- Education: B.S. Chemical Engineering Ph.D. Chemical Engineering MBA
- Occupation(s): Associate Dean and Associate Professor

= George Philippidis =

American renewable energy researcher

Dr. George Philippidis is a renewable energy and sustainability leader, who has published and spoken extensively about the global need for renewable energy as the foundation of a green economy and a sustainable society. He advocates the development of renewable power and fuels to enhance energy security, combat climate change, and secure sustainable economic growth. He has authored 11 cleantech patents, written numerous articles, and spoken nationally and internationally emphasizing that renewable energy can initially supplement and augment current resources and progressively replace fossil energy based on its own merits rather than on government policy.

==Biography==
Dr. Philippidis is a Fulbright Specialist Scholar. He received a B.S. in Chemical Engineering from the Aristotle University of Thessaloniki in Macedonia, Greece and a Ph.D. in Chemical Engineering from the University of Minnesota in Minneapolis-St. Paul. He also obtained a Master's in Business Administration (MBA) from the University of Denver. He led strategic business units at the National Renewable Energy Laboratory (NREL) of the US Department of Energy in Denver and at a subsidiary of Thermo Fisher Scientific in Boston before becoming Energy Director of the Applied Research Center, the business arm of Florida International University in Miami.
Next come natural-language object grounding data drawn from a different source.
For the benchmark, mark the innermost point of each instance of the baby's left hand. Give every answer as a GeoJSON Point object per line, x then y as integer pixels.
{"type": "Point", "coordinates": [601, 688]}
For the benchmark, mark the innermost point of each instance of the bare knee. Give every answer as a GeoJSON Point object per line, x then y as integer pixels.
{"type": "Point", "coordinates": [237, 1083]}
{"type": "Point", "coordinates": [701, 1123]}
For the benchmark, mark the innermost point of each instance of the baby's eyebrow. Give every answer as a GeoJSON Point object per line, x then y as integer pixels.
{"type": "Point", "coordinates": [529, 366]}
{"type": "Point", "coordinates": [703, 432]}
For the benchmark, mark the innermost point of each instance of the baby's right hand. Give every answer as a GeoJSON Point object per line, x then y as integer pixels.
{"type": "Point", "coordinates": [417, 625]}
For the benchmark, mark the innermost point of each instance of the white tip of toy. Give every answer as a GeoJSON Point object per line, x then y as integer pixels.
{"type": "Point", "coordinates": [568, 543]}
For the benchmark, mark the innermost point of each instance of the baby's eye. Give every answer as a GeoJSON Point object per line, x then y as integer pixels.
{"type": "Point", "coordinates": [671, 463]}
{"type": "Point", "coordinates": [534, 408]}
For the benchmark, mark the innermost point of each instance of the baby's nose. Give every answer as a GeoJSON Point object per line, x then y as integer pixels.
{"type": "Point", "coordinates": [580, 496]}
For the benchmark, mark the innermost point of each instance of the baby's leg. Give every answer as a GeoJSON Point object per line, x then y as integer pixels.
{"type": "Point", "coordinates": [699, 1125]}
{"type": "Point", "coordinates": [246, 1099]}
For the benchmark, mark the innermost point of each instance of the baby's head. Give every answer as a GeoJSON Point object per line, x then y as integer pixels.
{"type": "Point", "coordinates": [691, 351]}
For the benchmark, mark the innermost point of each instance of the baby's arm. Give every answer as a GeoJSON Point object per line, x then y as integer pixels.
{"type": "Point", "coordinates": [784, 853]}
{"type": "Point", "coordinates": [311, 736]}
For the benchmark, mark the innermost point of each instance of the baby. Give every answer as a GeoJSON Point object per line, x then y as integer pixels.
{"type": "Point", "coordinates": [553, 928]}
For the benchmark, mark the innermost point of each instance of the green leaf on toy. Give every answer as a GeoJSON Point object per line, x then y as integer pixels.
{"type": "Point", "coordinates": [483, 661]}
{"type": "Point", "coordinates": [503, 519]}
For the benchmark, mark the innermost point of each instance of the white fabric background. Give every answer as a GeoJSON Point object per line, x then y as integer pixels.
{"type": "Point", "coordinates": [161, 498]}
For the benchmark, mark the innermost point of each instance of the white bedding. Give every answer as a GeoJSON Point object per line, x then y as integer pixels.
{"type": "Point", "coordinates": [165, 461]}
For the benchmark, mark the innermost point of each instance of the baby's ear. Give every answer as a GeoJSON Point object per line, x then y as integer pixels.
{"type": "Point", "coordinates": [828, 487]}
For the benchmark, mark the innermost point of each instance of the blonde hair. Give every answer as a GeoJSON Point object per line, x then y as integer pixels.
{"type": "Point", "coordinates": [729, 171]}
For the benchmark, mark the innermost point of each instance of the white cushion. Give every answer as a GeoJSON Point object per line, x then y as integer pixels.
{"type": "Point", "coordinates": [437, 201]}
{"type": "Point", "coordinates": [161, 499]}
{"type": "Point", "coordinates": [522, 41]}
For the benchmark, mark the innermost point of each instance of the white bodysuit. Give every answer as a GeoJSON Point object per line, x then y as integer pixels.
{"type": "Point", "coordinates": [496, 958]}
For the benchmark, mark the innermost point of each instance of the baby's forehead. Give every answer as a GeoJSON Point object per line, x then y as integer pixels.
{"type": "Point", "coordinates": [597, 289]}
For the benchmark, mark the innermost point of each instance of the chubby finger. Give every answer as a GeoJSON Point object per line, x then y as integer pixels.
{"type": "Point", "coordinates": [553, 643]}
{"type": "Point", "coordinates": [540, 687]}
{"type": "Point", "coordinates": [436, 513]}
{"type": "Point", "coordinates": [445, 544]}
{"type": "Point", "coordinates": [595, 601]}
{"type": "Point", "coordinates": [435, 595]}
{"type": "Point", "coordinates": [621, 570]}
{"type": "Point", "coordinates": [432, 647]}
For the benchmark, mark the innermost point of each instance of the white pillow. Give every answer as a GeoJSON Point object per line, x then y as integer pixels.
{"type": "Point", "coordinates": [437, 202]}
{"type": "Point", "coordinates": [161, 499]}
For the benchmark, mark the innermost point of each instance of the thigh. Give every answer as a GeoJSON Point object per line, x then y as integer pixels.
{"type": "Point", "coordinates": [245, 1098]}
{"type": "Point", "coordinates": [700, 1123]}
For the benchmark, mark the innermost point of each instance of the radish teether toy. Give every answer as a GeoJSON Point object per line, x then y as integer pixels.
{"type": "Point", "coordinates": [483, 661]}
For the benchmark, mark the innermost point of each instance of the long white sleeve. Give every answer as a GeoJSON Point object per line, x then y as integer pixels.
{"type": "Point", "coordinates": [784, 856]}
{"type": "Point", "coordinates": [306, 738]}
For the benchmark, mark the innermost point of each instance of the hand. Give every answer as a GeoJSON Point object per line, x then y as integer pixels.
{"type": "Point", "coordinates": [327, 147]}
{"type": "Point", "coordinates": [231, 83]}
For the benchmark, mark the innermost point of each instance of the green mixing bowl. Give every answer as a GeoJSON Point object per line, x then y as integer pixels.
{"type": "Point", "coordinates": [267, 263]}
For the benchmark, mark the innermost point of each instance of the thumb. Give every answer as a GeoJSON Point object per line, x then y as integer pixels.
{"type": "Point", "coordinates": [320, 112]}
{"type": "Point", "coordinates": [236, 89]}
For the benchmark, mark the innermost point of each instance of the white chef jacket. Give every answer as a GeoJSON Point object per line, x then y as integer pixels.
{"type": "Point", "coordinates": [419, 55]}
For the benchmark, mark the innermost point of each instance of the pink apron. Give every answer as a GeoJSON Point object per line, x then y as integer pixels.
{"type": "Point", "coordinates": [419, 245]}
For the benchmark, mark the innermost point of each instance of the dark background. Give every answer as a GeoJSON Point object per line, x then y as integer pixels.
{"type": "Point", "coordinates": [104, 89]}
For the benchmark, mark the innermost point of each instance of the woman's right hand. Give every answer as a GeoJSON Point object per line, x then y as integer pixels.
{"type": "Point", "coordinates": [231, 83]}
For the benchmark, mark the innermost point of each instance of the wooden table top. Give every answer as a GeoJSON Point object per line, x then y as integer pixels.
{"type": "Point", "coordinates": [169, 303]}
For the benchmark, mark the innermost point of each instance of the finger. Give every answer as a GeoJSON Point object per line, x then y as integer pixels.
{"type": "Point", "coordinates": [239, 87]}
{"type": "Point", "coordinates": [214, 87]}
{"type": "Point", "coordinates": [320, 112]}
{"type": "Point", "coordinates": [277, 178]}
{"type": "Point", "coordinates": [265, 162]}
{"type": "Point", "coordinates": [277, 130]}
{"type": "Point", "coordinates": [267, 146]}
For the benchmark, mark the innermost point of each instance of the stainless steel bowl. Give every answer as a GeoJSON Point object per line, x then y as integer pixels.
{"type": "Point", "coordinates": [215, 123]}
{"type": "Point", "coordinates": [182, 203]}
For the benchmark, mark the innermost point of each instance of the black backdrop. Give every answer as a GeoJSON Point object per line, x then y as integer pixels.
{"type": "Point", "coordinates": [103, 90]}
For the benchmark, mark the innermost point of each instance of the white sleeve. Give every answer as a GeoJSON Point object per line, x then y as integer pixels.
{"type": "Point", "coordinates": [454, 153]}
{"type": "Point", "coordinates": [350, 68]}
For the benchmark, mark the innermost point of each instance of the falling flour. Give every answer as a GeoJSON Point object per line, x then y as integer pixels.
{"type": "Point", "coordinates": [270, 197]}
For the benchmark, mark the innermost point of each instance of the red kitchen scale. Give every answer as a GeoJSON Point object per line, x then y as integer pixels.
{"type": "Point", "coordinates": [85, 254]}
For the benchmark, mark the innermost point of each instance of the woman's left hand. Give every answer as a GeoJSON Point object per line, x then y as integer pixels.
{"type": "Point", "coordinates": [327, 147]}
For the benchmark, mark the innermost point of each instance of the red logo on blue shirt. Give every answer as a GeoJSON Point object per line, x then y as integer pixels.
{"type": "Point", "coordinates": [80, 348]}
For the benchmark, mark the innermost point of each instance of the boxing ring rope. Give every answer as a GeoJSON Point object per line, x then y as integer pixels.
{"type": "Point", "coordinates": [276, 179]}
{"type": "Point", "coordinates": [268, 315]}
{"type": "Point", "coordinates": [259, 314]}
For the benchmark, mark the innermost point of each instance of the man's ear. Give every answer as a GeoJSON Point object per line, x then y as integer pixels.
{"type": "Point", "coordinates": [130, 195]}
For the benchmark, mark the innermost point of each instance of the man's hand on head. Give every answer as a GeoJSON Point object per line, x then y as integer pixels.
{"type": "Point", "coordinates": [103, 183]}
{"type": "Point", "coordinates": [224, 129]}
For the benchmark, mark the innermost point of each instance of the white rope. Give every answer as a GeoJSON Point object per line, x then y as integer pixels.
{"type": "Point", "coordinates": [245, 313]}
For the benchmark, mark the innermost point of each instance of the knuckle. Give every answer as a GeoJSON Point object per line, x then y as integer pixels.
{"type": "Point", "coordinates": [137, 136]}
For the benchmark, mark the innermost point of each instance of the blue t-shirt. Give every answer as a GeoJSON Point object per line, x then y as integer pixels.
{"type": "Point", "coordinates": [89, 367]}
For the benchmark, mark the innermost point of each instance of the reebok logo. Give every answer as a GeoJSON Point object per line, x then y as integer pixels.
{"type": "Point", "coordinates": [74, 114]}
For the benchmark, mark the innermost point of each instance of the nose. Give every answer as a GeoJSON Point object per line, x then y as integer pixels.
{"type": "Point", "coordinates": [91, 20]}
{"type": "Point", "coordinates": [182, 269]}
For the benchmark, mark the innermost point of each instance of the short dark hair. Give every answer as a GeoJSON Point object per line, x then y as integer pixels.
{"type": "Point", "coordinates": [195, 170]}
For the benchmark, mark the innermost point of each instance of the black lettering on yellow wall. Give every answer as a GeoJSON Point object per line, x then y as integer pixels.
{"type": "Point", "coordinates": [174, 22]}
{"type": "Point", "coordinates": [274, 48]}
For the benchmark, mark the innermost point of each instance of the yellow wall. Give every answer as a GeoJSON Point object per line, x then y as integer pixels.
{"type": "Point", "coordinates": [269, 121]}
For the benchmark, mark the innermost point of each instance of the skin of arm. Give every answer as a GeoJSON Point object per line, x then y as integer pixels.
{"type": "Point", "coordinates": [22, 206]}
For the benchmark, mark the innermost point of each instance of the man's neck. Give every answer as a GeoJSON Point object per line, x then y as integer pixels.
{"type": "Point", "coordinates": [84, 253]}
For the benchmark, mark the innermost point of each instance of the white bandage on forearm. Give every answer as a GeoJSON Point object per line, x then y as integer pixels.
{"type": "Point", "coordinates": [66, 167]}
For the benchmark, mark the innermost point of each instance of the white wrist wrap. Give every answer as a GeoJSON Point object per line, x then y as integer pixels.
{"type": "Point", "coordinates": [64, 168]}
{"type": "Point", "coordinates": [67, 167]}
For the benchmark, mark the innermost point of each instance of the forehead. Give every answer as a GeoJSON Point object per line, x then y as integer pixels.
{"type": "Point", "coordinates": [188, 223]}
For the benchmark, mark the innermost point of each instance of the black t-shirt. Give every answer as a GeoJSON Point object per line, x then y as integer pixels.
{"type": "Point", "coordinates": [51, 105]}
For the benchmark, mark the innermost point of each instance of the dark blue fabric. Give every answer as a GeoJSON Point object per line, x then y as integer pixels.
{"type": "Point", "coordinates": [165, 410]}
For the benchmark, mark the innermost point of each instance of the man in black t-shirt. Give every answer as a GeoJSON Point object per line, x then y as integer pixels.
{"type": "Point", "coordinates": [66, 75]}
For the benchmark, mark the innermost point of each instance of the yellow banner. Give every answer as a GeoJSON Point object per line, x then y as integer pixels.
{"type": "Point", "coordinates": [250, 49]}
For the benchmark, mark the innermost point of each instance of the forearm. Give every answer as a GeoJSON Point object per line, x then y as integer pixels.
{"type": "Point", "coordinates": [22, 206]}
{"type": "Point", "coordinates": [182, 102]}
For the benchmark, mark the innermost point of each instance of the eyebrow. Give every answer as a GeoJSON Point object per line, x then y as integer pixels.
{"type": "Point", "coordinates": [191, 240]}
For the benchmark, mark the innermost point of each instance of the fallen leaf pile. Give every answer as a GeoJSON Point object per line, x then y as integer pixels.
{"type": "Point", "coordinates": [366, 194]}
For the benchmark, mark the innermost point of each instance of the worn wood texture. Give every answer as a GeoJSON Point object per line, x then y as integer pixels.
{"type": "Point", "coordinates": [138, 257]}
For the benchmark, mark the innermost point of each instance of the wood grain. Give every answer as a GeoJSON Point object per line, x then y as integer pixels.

Presently, he is Associate Dean for Research and Associate Professor and Director of the Biofuels & Bioproducts Lab at the Patel College of Global Sustainability at the University of South Florida in Tampa, where he directs applied research, partners with companies and venture capital firms to commercialize renewable energy technologies, and educates students and professionals in energy sustainability.

He has been advising the federal and state governments on energy policy and transition to a bioeconomy, venture capital and private equity firms on investment in cleantech, and the private sector in the United States, Latin America, and Europe on the establishment of renewable power and fuel industries.